BlackPearl uses the checksum provided for each file to ensure that the file it received is the same as the file the client sent. If the checksum does not match correctly with the file that was received, BlackPearl will return an error (400 – bad digest) to the client. If the client does not pass in a checksum with the file, BlackPearl will automatically create a checksum for the file. By default this checksum type will be MD-5, though the checksum type can be changed on the data policy settings on the bucket (a bucket is a top-level container for objects/files in BlackPearl). BlackPearl then stores the checksum, whether generated by the client or BlackPearl itself, both in its object database and with the file on tape.

Once stored by BlackPearl, the checksum can be used internally to make sure the file is still valid when it is recalled back from tape. BlackPearl will automatically do a checksum if the file is requested by a client (GET) and the file must come from tape. The checksum is done both as the file is coming from tape and after it has landed on the BlackPearl cache. BlackPearl will also provide the checksum value to the client so that the client can verify that it successfully received the file as well.
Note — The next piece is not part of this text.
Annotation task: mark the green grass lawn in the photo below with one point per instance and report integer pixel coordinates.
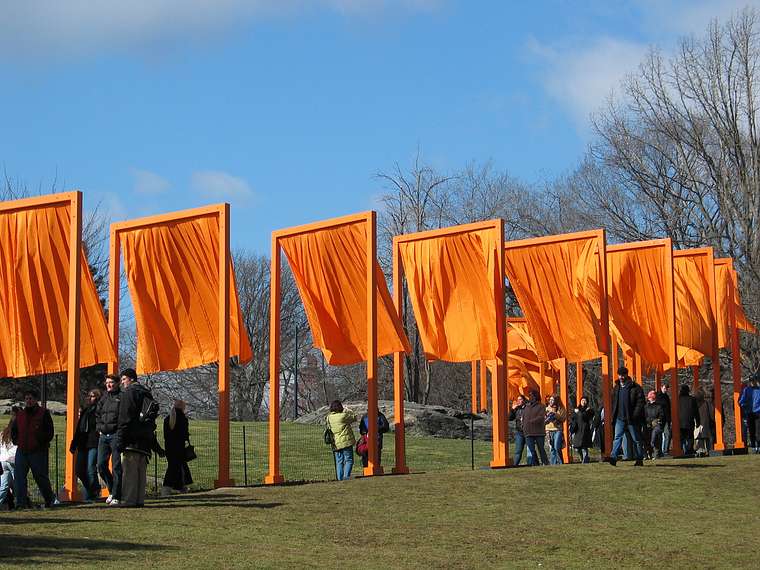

In some cases, when using the Bulk PUT operations, the client may be required to break the object into multiple “blobs” to upload it to BlackPearl. In this case, a checksum will be used for each blob uploaded to BlackPearl. The same is true when using Multi-Part Upload – each part of the file will have its own checksum. BlackPearl also supports Partial-File Restore, which is the ability to restore (GET) part of a file. With Partial-File Restore, a client can specify, for example, that it wants to retrieve the first 2GB of a 10GB file. In order to perform a checksum in this case, BlackPearl must first retrieve the entire file (or chunk) from tape. Once BlackPearl has completed the checksum on the file or chunk, it can send the partial file to the client.

Because BlackPearl may not always calculate the checksum for an entire file (because it may be broken up into multiple pieces), developers may want to have their clients calculate the entire file checksum itself. This value could then be stored in the file’s metadata when uploaded to BlackPearl. When the file is later retrieved, the client could calculate the checksum again and compare the values.